Raudhah, lanjutnya, adalah bagian terpenting dari tempat Kanjeng Nabi mendidik umat dan keluarga. Tempat ini juga menjadi rebutan jamaah karena banyak yang meyakini mustajabah. “Ini tempat Kanjeng Nabi berdoa. Jamaah Ash Shafa harus bisa khusyuk berdoa di tempat ini,” terang Umik Yosie, panggilan akrabnya.

Seperti kita tahu, Raudhah artinya “taman’ yang menggambarkan kesejukan dan kenikmatan. Raudhah yang dimaksud adalah area antara rumah dengan mimbar Nabi sebagaimana hadits shahih Riwayat Bukhari “maa baina baitii wa minbarii raudhoh min riyaadhil jannah, wa minbari ‘alaa haudhii” (antara rumahku dan mimbarku adalah raudhoh (yaitu) taman dari surga, dan mimbarku di atas kolam).

Status “taman surga” inilah yang memotivasi jamaah untuk berburu tempat di depan kiri Masjid Nabawi ini. Jamaah pun salat dan berdoa.

Di dalam Raudhah terdapat enam tiang bersejarah, yaitu “Tiang Utusan” yang digunakan Nabi sebagai tempat menerima utusan yang datang. “Tiang Pengawal” tempat berdirinya para pengawal Nabi. “Tiang Tempat Tidur” yang merupakan tempat Nabi istirahat selama i’tikaf.

“Tiang Abu Lubabah” yaitu tiang tempat Abu Lubabah mengikatkan diri karena menyesal telah  membocorkan rahasia kepada orang yahudi. “Tiang Aisyah” yang diyakini ditunjuk Aisyah sebagai tempat Rasulullah mengimami salat berjamaah.

“Tiang Mukholaqah” tempat bersandar Nabi ke batang pohon kurma saat khutbah Jum’at. Di samping itu di Raudhoh ada juga “Mihrab Nabi”.

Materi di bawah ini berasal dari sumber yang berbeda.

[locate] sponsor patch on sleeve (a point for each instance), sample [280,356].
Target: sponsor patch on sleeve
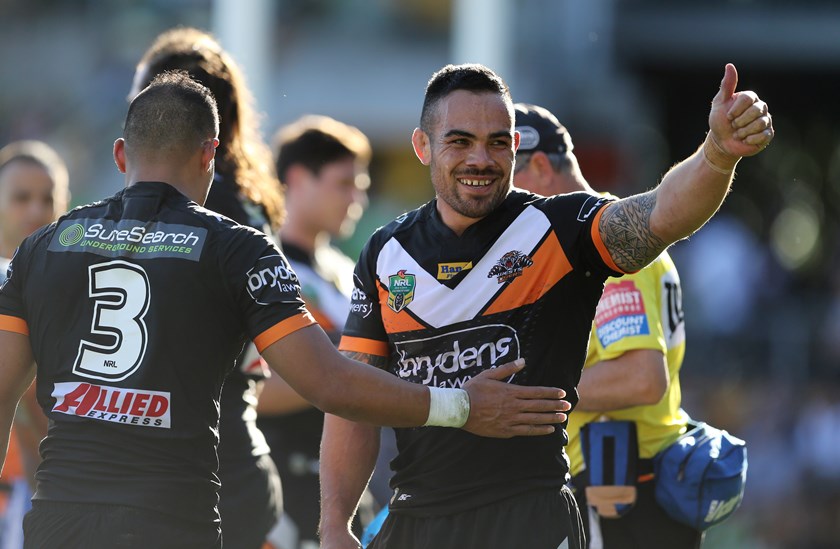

Adapun Rumah Nabi berdampingan dengan Masjid. Kini rumah ini menjadi makam Rasulullah SAW beserta dua shahabatnya Abubakar Shiddiq dan Umar Ibnul Khattab.

Secara khusus tidak ditemukan dalil tentang keutamaan salat atau berdo’a di Raudhah selain pernyataan Rasulullah SAW dalam Hadits Riwayat Bukhori di atas. Namun fakta yang terjadi tempat antara “rumah” dan “mimbar” ini telah menjadi “rebutan jama’ah” yang fenomenal.

Rumah adalah tempat bernaung dan beristirahat. Tempat elemen keluarga membina harmoni berumah tangga. Suami dan istri saling mencintai dan menyayangi sambil membesarkan putera dan puteri buah hati keduanya.

Sementara Mimbar adalah arena perjuangan. Dari mimbar diserukan ajakan untuk beriman kepada Allah, beribadah dengan tekun, dan berjuang memuliakan agama Allah. Dari mimbar Nabi membangun negeri agar warganya sejahtera dan berkah dalam limpahan rahmah dari Allah. Mencegah perilaku rendah dan nista yang menyebabkan mereka menerima murka dan adzab.

Mimbar adalah tempat untuk melakukan perjuangan dakwah. Antara “rumah” dan “mimbar” ada “taman surga”.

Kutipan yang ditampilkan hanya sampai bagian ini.